Alternative Solutions Considered

We also brainstormed a few other ways to tackle this problem, but they each had their own downsides:

  1. Separate “Archived Plans” Tab: We could keep the current Jobs list as is (ephemeral) but add a new tab that lists plans found on disk. But then users might get confused about where to look for plans.
  2. Persist Job Metadata in Redis (or DynamoDB): We could write a small record to Redis each time a plan completes and rebuild the UI from Redis keys at startup. But this introduces a second persistence strategy, and if the cache gets flushed, the index is lost.
  3. Force Containers to Run in “Sticky” Mode: We could disable automatic task replacement to avoid losing UI state. But this defeats the purpose of using ECS for automatic updates and rescheduling.

Let's break down these alternatives a bit further. The "Archived Plans" tab idea, while seemingly straightforward, could lead to a fragmented user experience. Users might not immediately know whether to look in the current Jobs list or the Archived Plans tab, potentially causing confusion and frustration. The separation of views could also make it harder to track the complete history of a plan execution, as users would need to switch between tabs to piece together the information.

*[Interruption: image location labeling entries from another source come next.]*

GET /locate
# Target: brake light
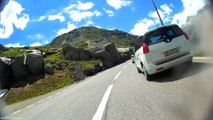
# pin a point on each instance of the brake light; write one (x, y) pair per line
(145, 48)
(186, 35)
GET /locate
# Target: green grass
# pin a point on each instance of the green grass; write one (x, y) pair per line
(41, 87)
(200, 53)
(12, 52)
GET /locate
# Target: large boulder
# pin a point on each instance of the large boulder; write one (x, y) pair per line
(49, 69)
(71, 53)
(106, 51)
(2, 48)
(115, 56)
(35, 62)
(28, 64)
(53, 51)
(5, 72)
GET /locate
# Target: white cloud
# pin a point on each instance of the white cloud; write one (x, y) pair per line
(35, 44)
(47, 42)
(70, 27)
(12, 15)
(89, 23)
(14, 45)
(78, 16)
(98, 27)
(97, 13)
(110, 13)
(190, 8)
(84, 6)
(142, 26)
(59, 17)
(41, 18)
(37, 36)
(117, 4)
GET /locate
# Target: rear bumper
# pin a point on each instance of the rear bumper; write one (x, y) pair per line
(152, 68)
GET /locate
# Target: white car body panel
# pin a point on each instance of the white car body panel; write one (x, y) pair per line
(157, 59)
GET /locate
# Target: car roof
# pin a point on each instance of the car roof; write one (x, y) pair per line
(160, 28)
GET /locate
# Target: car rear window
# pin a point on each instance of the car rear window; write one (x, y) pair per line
(163, 34)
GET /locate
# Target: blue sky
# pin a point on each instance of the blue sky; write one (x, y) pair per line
(38, 22)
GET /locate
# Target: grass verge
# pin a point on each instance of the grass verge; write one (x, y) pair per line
(40, 87)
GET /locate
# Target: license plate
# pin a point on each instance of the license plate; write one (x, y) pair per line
(172, 51)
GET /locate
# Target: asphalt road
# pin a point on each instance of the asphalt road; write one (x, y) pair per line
(120, 93)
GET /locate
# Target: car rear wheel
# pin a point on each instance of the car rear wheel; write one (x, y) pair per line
(147, 76)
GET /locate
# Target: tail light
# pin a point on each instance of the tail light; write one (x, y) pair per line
(145, 48)
(186, 35)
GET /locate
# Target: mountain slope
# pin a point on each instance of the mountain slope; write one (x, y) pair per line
(83, 36)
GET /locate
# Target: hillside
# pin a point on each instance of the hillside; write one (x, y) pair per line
(83, 36)
(200, 29)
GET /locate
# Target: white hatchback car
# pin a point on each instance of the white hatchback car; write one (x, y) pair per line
(161, 49)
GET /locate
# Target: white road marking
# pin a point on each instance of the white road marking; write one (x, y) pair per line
(64, 90)
(17, 112)
(49, 97)
(116, 77)
(101, 107)
(202, 58)
(125, 67)
(41, 100)
(30, 106)
(57, 93)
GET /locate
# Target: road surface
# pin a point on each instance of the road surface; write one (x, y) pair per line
(120, 93)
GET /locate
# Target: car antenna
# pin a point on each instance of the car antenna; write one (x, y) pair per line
(157, 12)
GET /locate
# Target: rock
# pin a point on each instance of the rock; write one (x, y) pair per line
(30, 64)
(2, 48)
(115, 56)
(35, 62)
(49, 69)
(101, 54)
(78, 72)
(53, 51)
(105, 51)
(5, 72)
(72, 53)
(19, 68)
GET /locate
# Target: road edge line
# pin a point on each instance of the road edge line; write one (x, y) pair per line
(99, 113)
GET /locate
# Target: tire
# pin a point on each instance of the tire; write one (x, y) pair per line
(146, 75)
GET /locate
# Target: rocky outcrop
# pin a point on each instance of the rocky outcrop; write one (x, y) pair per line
(31, 63)
(72, 53)
(5, 72)
(49, 69)
(35, 62)
(2, 48)
(106, 51)
(125, 53)
(19, 68)
(52, 51)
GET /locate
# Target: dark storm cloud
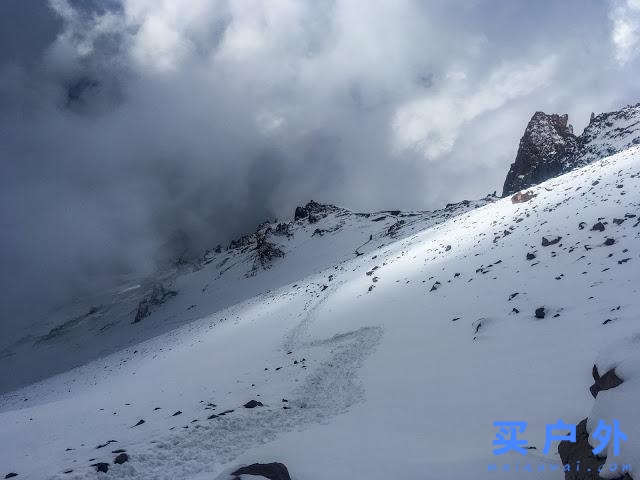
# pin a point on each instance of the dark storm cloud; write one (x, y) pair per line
(126, 124)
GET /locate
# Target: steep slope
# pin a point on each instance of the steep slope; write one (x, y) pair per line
(549, 148)
(276, 254)
(391, 364)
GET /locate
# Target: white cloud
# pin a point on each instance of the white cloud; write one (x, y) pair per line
(431, 125)
(625, 34)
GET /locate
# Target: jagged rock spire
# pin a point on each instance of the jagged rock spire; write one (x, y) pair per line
(547, 143)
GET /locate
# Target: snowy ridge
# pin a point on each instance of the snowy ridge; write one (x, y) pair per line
(608, 133)
(549, 147)
(276, 254)
(429, 337)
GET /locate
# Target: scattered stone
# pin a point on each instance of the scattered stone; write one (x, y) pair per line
(546, 242)
(271, 471)
(159, 294)
(522, 197)
(101, 467)
(604, 382)
(101, 445)
(580, 451)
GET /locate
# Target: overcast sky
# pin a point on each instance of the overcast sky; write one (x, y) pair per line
(123, 122)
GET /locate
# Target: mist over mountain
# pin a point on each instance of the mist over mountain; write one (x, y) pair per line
(134, 130)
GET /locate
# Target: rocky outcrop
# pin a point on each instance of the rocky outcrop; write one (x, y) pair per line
(580, 452)
(603, 382)
(265, 253)
(271, 471)
(549, 148)
(608, 133)
(314, 211)
(547, 143)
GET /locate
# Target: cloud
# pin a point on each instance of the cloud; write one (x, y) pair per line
(431, 125)
(625, 16)
(127, 123)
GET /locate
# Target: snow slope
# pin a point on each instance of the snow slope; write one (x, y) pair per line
(394, 364)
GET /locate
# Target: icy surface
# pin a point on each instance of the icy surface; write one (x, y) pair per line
(394, 363)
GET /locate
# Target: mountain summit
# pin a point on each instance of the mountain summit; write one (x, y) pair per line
(549, 147)
(547, 143)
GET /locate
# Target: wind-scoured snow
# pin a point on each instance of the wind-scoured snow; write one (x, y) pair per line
(392, 363)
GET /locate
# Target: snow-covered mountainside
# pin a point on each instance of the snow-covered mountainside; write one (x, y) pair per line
(380, 350)
(549, 147)
(276, 254)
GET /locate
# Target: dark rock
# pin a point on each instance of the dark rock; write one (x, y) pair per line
(158, 295)
(546, 242)
(395, 228)
(283, 229)
(271, 471)
(522, 197)
(549, 148)
(604, 382)
(101, 467)
(580, 451)
(547, 142)
(314, 211)
(265, 253)
(102, 445)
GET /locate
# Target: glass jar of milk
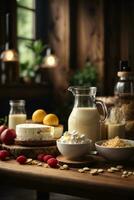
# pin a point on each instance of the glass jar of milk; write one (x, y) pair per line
(85, 117)
(17, 114)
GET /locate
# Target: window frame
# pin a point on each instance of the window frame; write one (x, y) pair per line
(18, 6)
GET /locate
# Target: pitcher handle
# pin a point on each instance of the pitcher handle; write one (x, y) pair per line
(104, 108)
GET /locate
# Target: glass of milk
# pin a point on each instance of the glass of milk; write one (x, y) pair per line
(85, 117)
(17, 114)
(116, 123)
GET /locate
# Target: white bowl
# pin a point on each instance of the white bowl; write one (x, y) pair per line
(73, 151)
(115, 154)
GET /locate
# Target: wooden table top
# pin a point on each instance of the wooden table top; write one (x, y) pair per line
(105, 185)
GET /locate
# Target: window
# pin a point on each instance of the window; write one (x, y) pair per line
(25, 27)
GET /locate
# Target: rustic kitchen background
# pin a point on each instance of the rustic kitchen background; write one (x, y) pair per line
(99, 32)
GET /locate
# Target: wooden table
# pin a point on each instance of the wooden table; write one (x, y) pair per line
(106, 185)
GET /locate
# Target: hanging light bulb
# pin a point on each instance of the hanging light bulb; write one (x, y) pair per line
(9, 55)
(50, 60)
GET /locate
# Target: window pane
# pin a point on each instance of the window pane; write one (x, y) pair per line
(27, 3)
(25, 54)
(25, 23)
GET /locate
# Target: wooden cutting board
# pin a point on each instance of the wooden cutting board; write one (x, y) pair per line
(82, 162)
(30, 152)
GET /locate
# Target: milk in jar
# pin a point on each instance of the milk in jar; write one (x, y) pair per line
(17, 114)
(85, 117)
(85, 120)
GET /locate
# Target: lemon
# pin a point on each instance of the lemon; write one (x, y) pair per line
(38, 115)
(51, 120)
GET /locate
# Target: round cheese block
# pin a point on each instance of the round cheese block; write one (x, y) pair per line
(34, 134)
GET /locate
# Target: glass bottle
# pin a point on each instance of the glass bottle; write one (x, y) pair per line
(17, 114)
(85, 117)
(124, 88)
(124, 94)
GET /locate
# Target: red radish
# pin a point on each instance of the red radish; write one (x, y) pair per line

Persisting job metadata in Redis or DynamoDB has its merits, but it also introduces additional complexity. Maintaining two separate persistence mechanisms (plans on EFS and metadata in Redis) can be challenging, especially when it comes to ensuring consistency and data integrity. A cache flush in Redis could result in the loss of valuable metadata, leaving the UI incomplete despite the plan files still being available on EFS. This approach also adds operational overhead, as we would need to manage and monitor the Redis or DynamoDB instance.

Forcing containers to run in "sticky" mode is the most operationally restrictive option. While it would prevent the loss of UI state during container restarts, it would also negate the benefits of using ECS for automatic scaling and updates. This approach would make it harder to deploy new versions of Atlantis and could lead to downtime or service disruptions. It's simply not a viable option for environments that require high availability and continuous deployment.

Why Re-hydrating from EFS Wins

Given all these trade-offs, re-hydrating the Jobs list directly from EFS seems like the sweet spot. It balances user experience and architectural simplicity. Plus, it aligns perfectly with how plan artifacts are already stored today. It’s all about sticking with what works and making it even better!

Think about it: we’re already storing the plan files on EFS, so why not leverage that? By scanning EFS for existing plans, we can rebuild the UI state without introducing new dependencies or persistence mechanisms. This approach keeps the architecture clean and straightforward, making it easier to maintain and troubleshoot. It also ensures that the UI accurately reflects the actual plans that have been executed, providing a reliable source of truth for users.

Moreover, re-hydrating from EFS provides a seamless user experience. Users can access the complete history of plans, even after container restarts, without having to navigate to different views or tabs. This consistency is crucial for maintaining a smooth workflow and ensuring that users have the information they need at their fingertips. By focusing on simplicity and usability, we can make Atlantis an even more valuable tool for infrastructure as code management.

In conclusion, the re-hydration approach strikes the right balance between functionality, maintainability, and user experience. It addresses the core issue of UI state persistence in a straightforward and efficient manner, while minimizing the risks and complexities associated with alternative solutions. This makes it the most compelling option for enhancing the Atlantis UI and providing a more robust and reliable experience for our users.

Next Steps

So, what’s next? Let's keep this conversation going! Share your thoughts, ideas, and concerns. Together, we can make the Atlantis UI even better and more user-friendly. Let's make managing our infrastructure a breeze, guys!